Lampung adalah salah satu provinsi di Pulau Sumatera bagian Selatan.
Wilayahnya sendiri berbatasan langsung dengan provinsi Sumatera Selatan,
Bengkulu dan Selat Sunda. Masyarakat Lampung merupakan masyarakat yang
berasal dari beragam suku di Indonesia. Hal ini karena Lampung adalah
salah satu daerah tujuan transmigrasi. Kondisi masyarakat Lampung
kekinian yang heterogen tidak membuat provinsi ini kehilangan jati diri
atau identitas kedaerahanya. Lampung memiliki beragam kebudayaan daerah
yang masih bertahan sampai saat ini. Lampung juga memiliki masyarakat
asli etnis Lampung yang dikenal dengan Ulun Lampung (orang lampung).
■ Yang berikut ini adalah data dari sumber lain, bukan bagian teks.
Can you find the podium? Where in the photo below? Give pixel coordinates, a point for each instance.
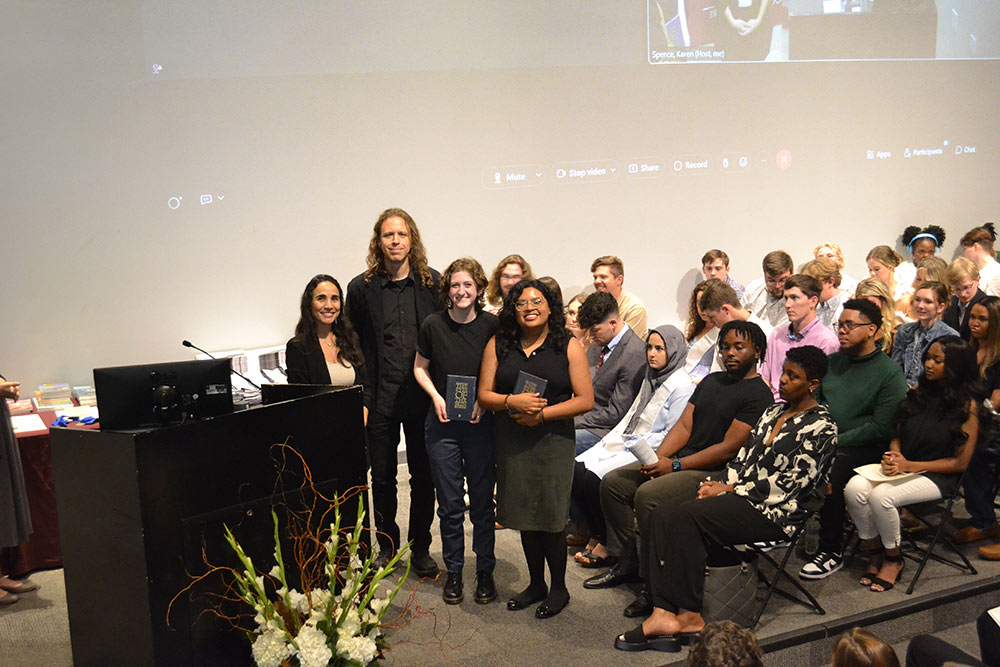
(137, 511)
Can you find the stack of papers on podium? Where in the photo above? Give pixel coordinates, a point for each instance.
(53, 397)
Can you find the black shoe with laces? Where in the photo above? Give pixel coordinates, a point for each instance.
(452, 593)
(486, 590)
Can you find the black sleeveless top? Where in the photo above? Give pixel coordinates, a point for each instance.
(546, 362)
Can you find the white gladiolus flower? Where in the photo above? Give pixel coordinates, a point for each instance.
(270, 649)
(313, 649)
(360, 649)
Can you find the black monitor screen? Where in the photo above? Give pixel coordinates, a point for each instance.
(150, 395)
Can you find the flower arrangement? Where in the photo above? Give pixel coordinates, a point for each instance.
(336, 619)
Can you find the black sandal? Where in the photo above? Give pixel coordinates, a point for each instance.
(887, 585)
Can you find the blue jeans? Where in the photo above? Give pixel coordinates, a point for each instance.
(460, 452)
(585, 440)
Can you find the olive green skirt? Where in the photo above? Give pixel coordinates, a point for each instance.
(534, 474)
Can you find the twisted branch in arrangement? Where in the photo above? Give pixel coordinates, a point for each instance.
(311, 535)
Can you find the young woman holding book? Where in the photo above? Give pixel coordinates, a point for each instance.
(535, 439)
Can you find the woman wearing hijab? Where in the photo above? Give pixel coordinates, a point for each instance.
(665, 392)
Masyarakat suku ini mendiami seluruh wilayah Lampung, sebagian Sumatera
Selatan dan Bengkulu bahkan sampai ke Pantai Cikoneng Banten.Masyarakat
Ulun Lampung merupakan etnis asli Lampung yang berasal dari dataran
tinggi Sekala Brak yang merupakan puncak tertinggi di wilayah Lampung.
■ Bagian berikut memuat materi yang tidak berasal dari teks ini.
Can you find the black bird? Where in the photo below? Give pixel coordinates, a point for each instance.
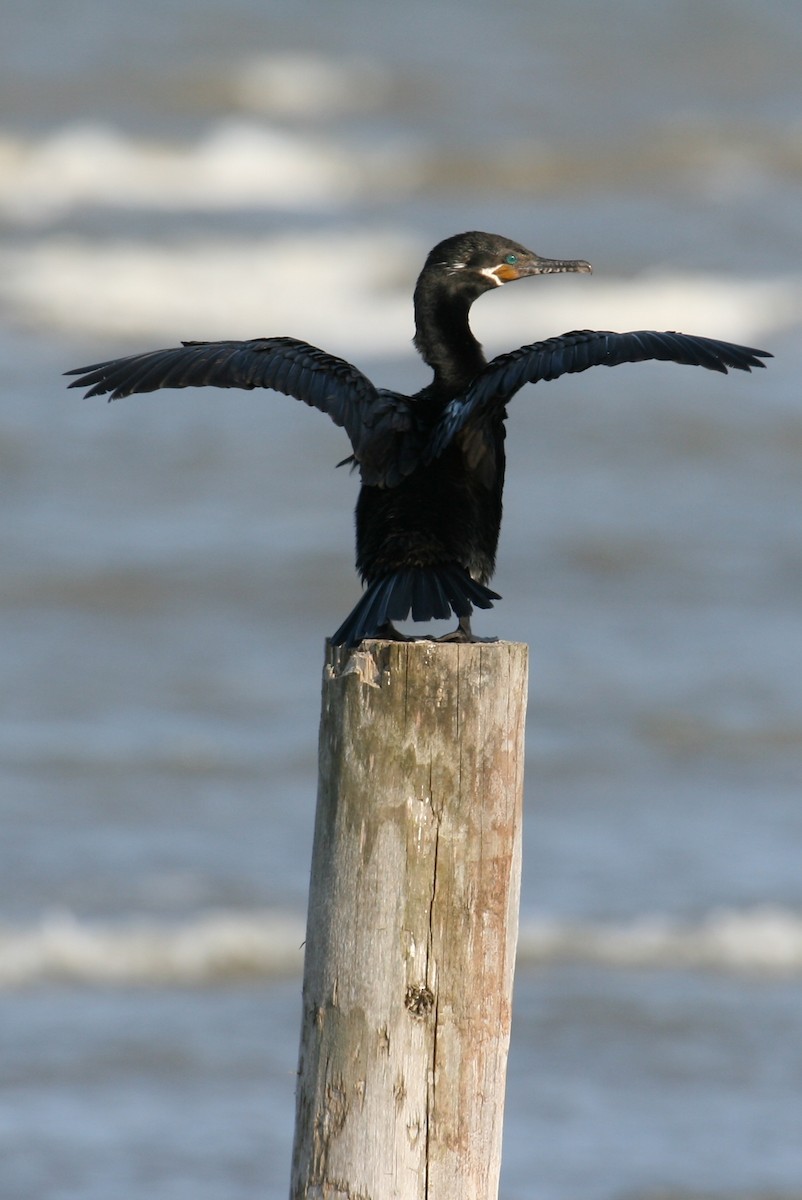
(431, 465)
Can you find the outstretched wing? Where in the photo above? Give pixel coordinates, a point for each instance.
(379, 424)
(574, 352)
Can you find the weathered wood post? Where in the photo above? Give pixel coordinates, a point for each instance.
(412, 923)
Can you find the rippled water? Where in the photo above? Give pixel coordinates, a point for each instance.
(172, 564)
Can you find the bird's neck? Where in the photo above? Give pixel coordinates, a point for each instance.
(443, 336)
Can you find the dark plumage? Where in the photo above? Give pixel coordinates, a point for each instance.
(431, 465)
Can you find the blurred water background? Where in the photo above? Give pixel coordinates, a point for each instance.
(172, 563)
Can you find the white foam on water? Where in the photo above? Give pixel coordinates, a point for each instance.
(237, 163)
(223, 947)
(348, 292)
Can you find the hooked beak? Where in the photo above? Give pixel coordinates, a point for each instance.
(537, 265)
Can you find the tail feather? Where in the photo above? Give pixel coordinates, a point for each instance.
(429, 593)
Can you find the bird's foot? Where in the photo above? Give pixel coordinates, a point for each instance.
(388, 633)
(462, 634)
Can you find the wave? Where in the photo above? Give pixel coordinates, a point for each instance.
(219, 287)
(235, 165)
(229, 947)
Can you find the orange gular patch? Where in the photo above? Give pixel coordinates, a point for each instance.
(506, 274)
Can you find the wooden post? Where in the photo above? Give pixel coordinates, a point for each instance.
(412, 923)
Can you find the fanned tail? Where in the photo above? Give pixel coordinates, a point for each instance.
(426, 593)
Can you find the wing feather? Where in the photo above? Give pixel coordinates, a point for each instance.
(572, 353)
(379, 424)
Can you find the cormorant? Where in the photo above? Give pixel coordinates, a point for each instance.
(431, 465)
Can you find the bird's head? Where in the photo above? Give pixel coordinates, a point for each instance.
(476, 262)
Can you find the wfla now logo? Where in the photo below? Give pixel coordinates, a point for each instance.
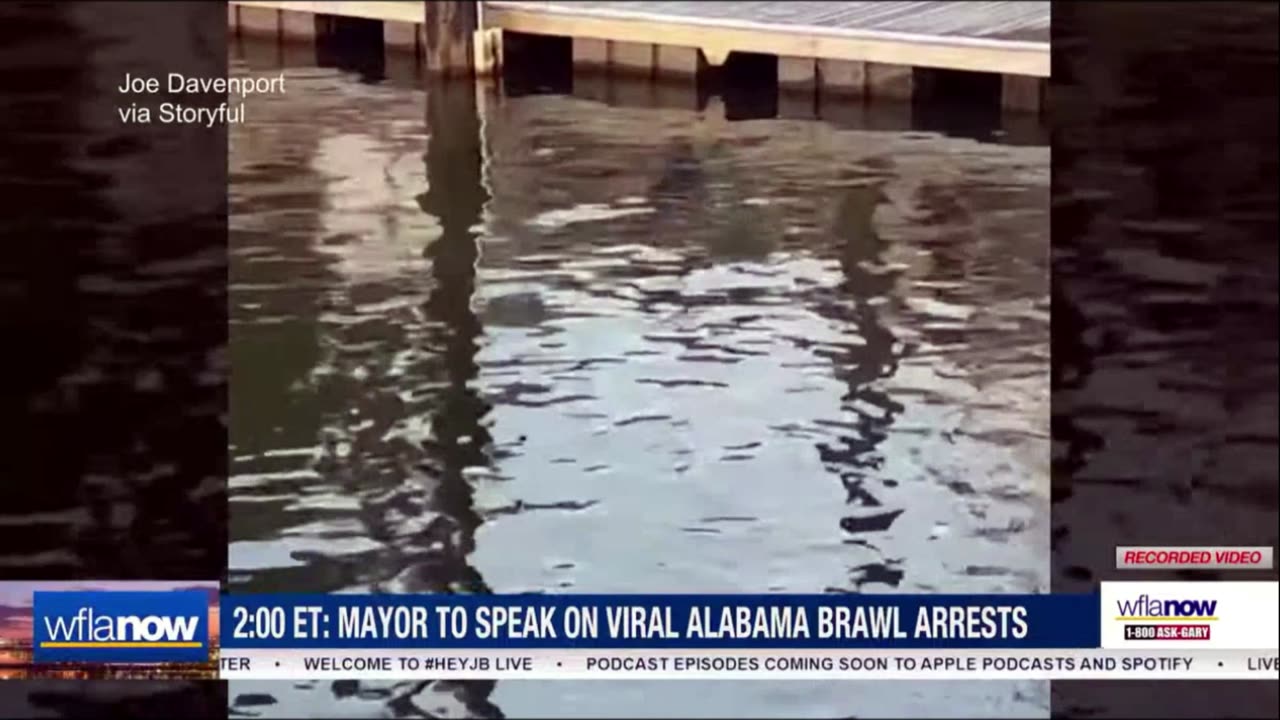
(120, 627)
(1147, 607)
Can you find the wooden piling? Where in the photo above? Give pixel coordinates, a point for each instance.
(449, 37)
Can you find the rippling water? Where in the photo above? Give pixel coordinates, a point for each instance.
(558, 346)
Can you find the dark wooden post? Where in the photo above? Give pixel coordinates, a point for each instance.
(449, 28)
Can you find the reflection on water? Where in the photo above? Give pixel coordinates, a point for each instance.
(593, 349)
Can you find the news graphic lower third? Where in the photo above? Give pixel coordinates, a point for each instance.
(1155, 630)
(109, 629)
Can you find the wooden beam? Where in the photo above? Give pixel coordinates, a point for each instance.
(842, 78)
(869, 46)
(449, 30)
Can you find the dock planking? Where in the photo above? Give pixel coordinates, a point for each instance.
(827, 48)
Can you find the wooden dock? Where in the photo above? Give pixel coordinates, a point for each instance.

Beragam kebudayaan daerah asli Lampung pun merupakan kebudayaan asli
dari suku ini.
Masyarakat Ulun Lampung adalah penghasil berbagai kerajinan tradisional, salah satu yang paling popular adalah Kain Tapis Lampung.
Kain Tapis Lampung merupakan kain sarung yang terbuat dari tenunan
benang kapas yang dihiasi dengan motif sulaman dari benang sugi, benang
perak atau benang emas. Selain menjadi hasil kerajinan khas lampung,
kain ini juga menjadi bahan dasar dari pakaian adat lampung. Kain ini
mencirikan kekhasan orang Lampung, sehingga selalu dipakai sebagai
kelengkapan pakaian adat Lampung.
Pakaian
adat Lampung sendiri terdiri dari bebarapa komponen. Untuk para kaum
lelaki, pakaian terdiri dari ikat kepala (kikat) atau kopiah, kawai
sebagai penutup badan yang terbuat dari bahan kain tetoron atau belacu
berwarna terang tapi sekarang sudah mengalami modifikasi menjadi
berbentuk kemeja (kamija) yang disebut dengan kawai
kamija. Untuk menutupi bagian bawah dikenakan senjang yaitu kain yang
dibuat dari kain Samarinda, Bugis atau Batik Jawa. Namun, sekarang lebih
banyak digunakan celana (celanou) sebagai pengganti senjang. . Untuk mempererat ikatan kain (senjang) dan celana di pinggang laki-laki digunakan bebet
(ikat pinggang). Laki-laki Lampung biasanya menggunakan selikap atau
kain selendang yang dipakai untuk penahan panas atau dingin yang
dililitkan di leher. Kelengkapan busana ini biasa digunakan pada saat
acara-acara resmi seperti pernikah dan acara adat. Sementara untuk
sehari-hari para lelaki hanya menggunakan ikat kepala (kikat).
Untuk
pakaian adat tardisional kaum perempuan Lampung terdiri dari lawai
kurung sebagai penutup badan yang berbentuk seperti baju kurung dan
terbuat dari bahan tipis atau sutera di tepi muka serta lengannya
dihiasi rajutan renda halus. Untuk menutupi bagian bawah para wanita
juga menggunakan senjang atau cawol (kain tapis) serta
setagen untuk mempererat ikatan. Sebagai kain dikenakan senjang atau
cawol, sedangkan wanitanya menggunakan setagen. Kaum perempuan biasanya
melengkapi penampilannya dengan menyanggul rambutnya (belatung buwok).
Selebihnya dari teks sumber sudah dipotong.